Using Motor in Python, I have a Collection that has 10M documents, with 4 fields: sender, receiver, amount and height.
I’m trying to fetch documents where either sender or receiver matches a predefined string. As I need to use pagination, I need the total count as well.
Current pipeline:
pipeline = [
{
"$match": {
"$or": [
{"sender": {"$eq": account_string}},
{"receiver": {"$eq": account_string}},
]
}
},
{"$sort": {"height": DESCENDING}},
{"$project": {"_id": 1}},
{
"$facet": {
"metadata": [{"$count": "total"}],
"data": [{"$skip": skip}, {"$limit": 20}],
}
},
{
"$project": {
"data": 1,
"total": {"$arrayElemAt": ["$metadata.total", 0]},
}
},
]
My collection has indices on sender and receiver.

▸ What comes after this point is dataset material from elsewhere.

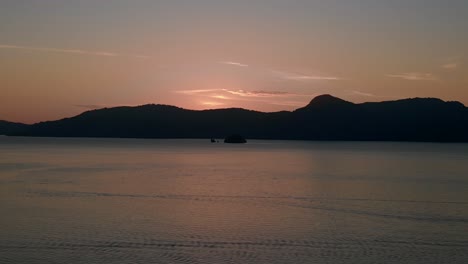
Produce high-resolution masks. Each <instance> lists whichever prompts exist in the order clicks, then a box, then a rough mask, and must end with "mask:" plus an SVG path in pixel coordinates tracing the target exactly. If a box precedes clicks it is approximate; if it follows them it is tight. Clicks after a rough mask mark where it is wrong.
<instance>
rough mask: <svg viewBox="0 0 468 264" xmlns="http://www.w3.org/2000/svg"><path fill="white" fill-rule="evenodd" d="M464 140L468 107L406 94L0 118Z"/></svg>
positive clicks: (37, 129)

I execute this pipeline using:
result = (
await db.my_collection
.aggregate(pipeline)
.to_list(20)
)
This executes at very acceptable speeds to almost all values of account_string. However, there is 1 account_string that has 9M out of 10M matches. For this account_string, execution time nears 20 sec. What’s worse, if I paginate (increase/decrease the skip amount), I again have to wait 20 sec.
I believe the slowness is due to the fact that it needs to read the entire collection to calculate the count?
My question: is there a quicker way to achieve paginated results?